— Что это еще такое? — рявкнул Карлос.
Он показывал пальцем на некое подобие разноцветного осьминога, который раскрывал свои щупальца как бы для того, чтобы вас задушить.
— Это кресло Будзони, — раздался голос.
На пороге стоял Майк Сарфати. Картинки тридцати лет истории нью-йоркского порта — безжалостные схватки в прибрежной полосе, превратившие наш профсоюз в одну из самых динамичных и лучше всего организованных сил внутри рабочего движения, едва полностью не освободившую американских трудящихся от влияния идеологий и политики, что поставило бы защиту их интересов на чисто профессиональную почву, — замелькали вдруг у меня перед глазами. Две тысячи тонн протухшего мяса в намеренно выведенных из строя холодильниках на набережных, распространяющего свою вонь выше самого Эмпайер Стейт Билдинга; тела Фрэнки Шора, Бенни Стигмана, Роки Фиша и других социал-предателей, которые пытались с помощью политических спекуляций подорвать Союз изнутри, висящие на крюках для мяса у входов в бойни; обожженное серной кислотой лицо Сэма Берга на следующий день после появления его знаменитой статьи, разоблачающей то, что он называл «захват преступным профсоюзом рабочего движения»; покушения на Вальтера Рейтера и Мини — все это яркими вспышками молний озарило мою память, в то время как я смотрел на героя этой победоносной эпопеи, который сейчас стоял передо мной. Он был в рабочей спецовке и выглядел, будто только что со стройки.

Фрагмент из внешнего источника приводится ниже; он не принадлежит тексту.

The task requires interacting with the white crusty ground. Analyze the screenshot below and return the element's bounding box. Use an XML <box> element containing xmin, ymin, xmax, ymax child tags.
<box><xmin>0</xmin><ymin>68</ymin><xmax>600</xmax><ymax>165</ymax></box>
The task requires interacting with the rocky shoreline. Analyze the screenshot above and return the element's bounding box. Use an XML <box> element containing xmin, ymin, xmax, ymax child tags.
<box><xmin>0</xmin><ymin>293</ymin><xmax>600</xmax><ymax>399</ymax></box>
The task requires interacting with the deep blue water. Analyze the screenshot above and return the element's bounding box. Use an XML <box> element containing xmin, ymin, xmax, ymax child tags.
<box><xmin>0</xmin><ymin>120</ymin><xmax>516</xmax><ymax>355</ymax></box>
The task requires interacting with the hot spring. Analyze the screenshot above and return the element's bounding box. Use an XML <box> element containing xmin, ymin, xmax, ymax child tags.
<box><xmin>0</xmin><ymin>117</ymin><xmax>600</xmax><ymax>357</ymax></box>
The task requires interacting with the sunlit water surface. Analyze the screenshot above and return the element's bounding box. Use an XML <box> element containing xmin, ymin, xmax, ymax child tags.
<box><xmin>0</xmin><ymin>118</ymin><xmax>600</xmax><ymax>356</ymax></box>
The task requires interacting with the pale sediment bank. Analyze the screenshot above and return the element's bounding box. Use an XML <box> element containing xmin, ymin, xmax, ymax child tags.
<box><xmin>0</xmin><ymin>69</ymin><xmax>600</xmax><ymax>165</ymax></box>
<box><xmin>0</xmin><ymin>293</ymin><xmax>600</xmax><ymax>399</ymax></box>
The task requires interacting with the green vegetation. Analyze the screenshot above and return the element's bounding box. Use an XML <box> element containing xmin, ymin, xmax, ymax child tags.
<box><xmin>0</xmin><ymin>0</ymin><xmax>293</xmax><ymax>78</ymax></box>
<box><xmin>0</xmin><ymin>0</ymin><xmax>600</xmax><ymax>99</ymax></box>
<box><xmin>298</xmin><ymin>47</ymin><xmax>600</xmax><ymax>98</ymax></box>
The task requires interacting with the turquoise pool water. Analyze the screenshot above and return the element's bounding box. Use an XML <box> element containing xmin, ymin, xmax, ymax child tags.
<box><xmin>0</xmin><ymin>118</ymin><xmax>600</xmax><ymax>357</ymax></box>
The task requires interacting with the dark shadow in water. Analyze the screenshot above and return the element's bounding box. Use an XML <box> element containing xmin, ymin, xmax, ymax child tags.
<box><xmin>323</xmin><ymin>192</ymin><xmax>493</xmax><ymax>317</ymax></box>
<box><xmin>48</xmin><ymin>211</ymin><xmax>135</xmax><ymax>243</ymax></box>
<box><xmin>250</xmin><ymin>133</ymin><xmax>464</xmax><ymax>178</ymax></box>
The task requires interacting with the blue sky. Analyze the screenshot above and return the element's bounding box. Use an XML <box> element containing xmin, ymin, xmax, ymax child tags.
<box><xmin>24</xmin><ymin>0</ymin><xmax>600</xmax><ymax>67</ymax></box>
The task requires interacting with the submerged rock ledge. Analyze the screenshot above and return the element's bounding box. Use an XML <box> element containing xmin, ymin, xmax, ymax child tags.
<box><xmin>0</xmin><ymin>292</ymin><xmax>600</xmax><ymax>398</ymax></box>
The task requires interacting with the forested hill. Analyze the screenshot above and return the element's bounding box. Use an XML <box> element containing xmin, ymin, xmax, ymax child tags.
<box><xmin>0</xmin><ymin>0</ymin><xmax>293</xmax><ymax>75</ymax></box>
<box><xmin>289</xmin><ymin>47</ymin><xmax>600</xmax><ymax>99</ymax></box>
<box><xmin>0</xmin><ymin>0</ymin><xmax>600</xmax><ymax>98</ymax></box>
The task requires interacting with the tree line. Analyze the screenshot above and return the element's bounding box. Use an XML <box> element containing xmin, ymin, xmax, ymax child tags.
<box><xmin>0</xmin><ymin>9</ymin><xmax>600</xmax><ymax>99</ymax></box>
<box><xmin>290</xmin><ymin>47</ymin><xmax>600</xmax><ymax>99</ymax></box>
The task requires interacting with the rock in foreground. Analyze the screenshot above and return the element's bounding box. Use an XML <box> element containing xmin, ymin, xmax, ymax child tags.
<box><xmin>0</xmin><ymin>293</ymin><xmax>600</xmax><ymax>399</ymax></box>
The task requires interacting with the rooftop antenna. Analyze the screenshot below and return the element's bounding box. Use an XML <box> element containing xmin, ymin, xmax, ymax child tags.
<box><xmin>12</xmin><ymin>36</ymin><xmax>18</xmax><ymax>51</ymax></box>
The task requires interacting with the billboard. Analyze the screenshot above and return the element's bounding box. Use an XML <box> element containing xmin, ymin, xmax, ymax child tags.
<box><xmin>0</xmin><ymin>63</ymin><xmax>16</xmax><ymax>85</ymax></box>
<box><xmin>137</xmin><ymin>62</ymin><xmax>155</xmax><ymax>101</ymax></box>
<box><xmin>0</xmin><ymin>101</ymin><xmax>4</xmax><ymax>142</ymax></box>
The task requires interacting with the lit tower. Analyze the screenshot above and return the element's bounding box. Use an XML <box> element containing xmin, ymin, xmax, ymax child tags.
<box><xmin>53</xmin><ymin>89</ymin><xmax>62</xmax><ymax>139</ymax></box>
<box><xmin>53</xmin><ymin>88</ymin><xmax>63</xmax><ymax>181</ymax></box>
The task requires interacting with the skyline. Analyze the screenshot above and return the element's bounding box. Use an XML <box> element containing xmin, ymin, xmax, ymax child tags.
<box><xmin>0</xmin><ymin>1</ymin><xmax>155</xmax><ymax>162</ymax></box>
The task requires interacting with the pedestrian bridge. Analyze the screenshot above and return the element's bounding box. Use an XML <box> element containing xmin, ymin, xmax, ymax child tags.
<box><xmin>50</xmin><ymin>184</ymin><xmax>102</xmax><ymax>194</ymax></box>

Я думал, что он старше: на вид ему было не больше пятидесяти. Мощные руки, плечи борца и лицо — восхитительное в своей грубости, с чертами, словно высеченными из камня. Однако меня сразу поразил фанатичный, страдальческий блеск его глаз. Он, казалось, был не только чем-то озабочен, но еще и одержим — временами на его лице читался настоящий страх, некое удивление, что придавало этой великолепной римской маске обреченный, растерянный вид. Чувствовалось, что, разговаривая с нами, он думает о чем-то своем. Но встрече с Карлосом он был как будто рад. У того же в глазах стояли слезы. Они обнялись, нежно переглянулись, похлопали друг друга по плечу. Вошел дворецкий во фраке и поставил на круглый столик поднос с напитками. Карлос выпил свой мартини, с нескрываемым отвращением огляделся вокруг себя.

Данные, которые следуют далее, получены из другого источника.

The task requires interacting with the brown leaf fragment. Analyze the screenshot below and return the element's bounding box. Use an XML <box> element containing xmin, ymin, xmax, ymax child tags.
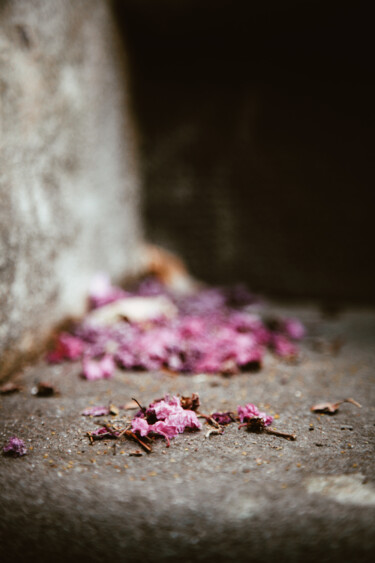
<box><xmin>31</xmin><ymin>381</ymin><xmax>59</xmax><ymax>397</ymax></box>
<box><xmin>310</xmin><ymin>397</ymin><xmax>362</xmax><ymax>414</ymax></box>
<box><xmin>264</xmin><ymin>428</ymin><xmax>297</xmax><ymax>441</ymax></box>
<box><xmin>0</xmin><ymin>381</ymin><xmax>22</xmax><ymax>395</ymax></box>
<box><xmin>108</xmin><ymin>405</ymin><xmax>120</xmax><ymax>416</ymax></box>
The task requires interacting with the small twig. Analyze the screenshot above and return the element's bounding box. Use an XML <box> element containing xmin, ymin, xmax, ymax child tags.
<box><xmin>264</xmin><ymin>428</ymin><xmax>297</xmax><ymax>440</ymax></box>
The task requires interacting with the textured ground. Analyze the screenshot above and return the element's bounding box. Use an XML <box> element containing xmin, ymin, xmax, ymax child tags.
<box><xmin>0</xmin><ymin>306</ymin><xmax>375</xmax><ymax>563</ymax></box>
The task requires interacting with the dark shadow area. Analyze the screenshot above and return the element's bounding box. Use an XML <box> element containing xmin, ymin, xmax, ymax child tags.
<box><xmin>114</xmin><ymin>0</ymin><xmax>375</xmax><ymax>303</ymax></box>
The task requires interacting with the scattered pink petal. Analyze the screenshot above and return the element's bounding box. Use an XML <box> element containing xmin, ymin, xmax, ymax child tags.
<box><xmin>48</xmin><ymin>275</ymin><xmax>304</xmax><ymax>380</ymax></box>
<box><xmin>3</xmin><ymin>436</ymin><xmax>27</xmax><ymax>457</ymax></box>
<box><xmin>132</xmin><ymin>417</ymin><xmax>152</xmax><ymax>436</ymax></box>
<box><xmin>211</xmin><ymin>412</ymin><xmax>234</xmax><ymax>424</ymax></box>
<box><xmin>132</xmin><ymin>395</ymin><xmax>202</xmax><ymax>442</ymax></box>
<box><xmin>81</xmin><ymin>406</ymin><xmax>110</xmax><ymax>416</ymax></box>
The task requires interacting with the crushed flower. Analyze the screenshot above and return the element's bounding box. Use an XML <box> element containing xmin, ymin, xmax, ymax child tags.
<box><xmin>81</xmin><ymin>407</ymin><xmax>110</xmax><ymax>416</ymax></box>
<box><xmin>3</xmin><ymin>436</ymin><xmax>27</xmax><ymax>457</ymax></box>
<box><xmin>237</xmin><ymin>403</ymin><xmax>273</xmax><ymax>426</ymax></box>
<box><xmin>47</xmin><ymin>275</ymin><xmax>304</xmax><ymax>376</ymax></box>
<box><xmin>132</xmin><ymin>395</ymin><xmax>202</xmax><ymax>445</ymax></box>
<box><xmin>211</xmin><ymin>411</ymin><xmax>235</xmax><ymax>425</ymax></box>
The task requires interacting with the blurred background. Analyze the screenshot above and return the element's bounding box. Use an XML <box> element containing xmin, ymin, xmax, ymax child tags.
<box><xmin>113</xmin><ymin>0</ymin><xmax>375</xmax><ymax>304</ymax></box>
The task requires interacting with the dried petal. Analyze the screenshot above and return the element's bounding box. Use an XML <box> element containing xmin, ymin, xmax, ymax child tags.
<box><xmin>211</xmin><ymin>411</ymin><xmax>234</xmax><ymax>424</ymax></box>
<box><xmin>3</xmin><ymin>436</ymin><xmax>27</xmax><ymax>457</ymax></box>
<box><xmin>180</xmin><ymin>393</ymin><xmax>200</xmax><ymax>411</ymax></box>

— Что это такое? — спросил он, осуждающе показав пальцем на стену.
— Это картина Уолза.
— Что на ней изображено?
— Он — абстрактный экспрессионист.
— Кто?
— Абстрактный экспрессионист. Карлос улыбнулся. Его губы сжались вокруг сигары, и он принял обиженный, возмущенный вид.
— Я дам тысячу долларов первому же, кто сможет сказать мне, что здесь изображено, — сказал он.
— Ты просто к такому не привык, — заметил Майк с раздражением.
Развалившись в кресле, Карлос враждебно поглядывал по сторонам. Сарфати проследил за его взглядом,
— Это Миро, — пояснил он.
— Пятилетний ребенок намалюет такое же, — сказал Карлос. — А что это?
— Сулаж.
Карлос пожевал свою сигару.
— Да, так вот, я вам скажу, что это, — провозгласил он наконец. — Для этого есть название… Это декаданс. — Он торжествующе посмотрел на нас. — Декаданс. В Европе они все морально разложились, это известно. Полные дегенераты. Коммунистам достаточно только нагнуться, чтобы собрать все это дерьмо. Говорю вам, у них не осталось ничего святого. Гниль. Не стоило бы оставлять здесь наши войска: это заразно. А это?.. Это что за похабщина?
Он нацелил свою сигару на бесформенную глыбу цемента, ощетинившуюся огромными кривыми иглами и ржавыми гвоздями и стоявшую в самом центре гостиной. Майк молчал. Его ноздри поджались, и он пристально смотрел на Карлоса. У него были серые, холодные глаза, и ощущать на себе этот взгляд было не очень приятно. Вдруг я заметил, что он сжал кулаки. Передо мной снова был легендарный Майк Сарфати, король докеров Хобокена, человек, заставивший отступить Костелло, Лучано, пятерых братьев Анастазиа и самого Спивака Чумазого, человека, который в течение пятнадцати лет был единоличным хозяином, после Бога, на набережных Нью-Йорка.
— У типа, который это сделал, не все дома, — решительно заявил Карлос. — Его следует поместить в психушку.
— Это одно из моих последних произведений, — сказал Майк. — Это сделал я.
Наступила гробовая тишина. У Карлоса глаза полезли на лоб. По лицу Ловкача Завракоса пробежали настоящие электрические разряды: казалось, его черты пытаются удрать.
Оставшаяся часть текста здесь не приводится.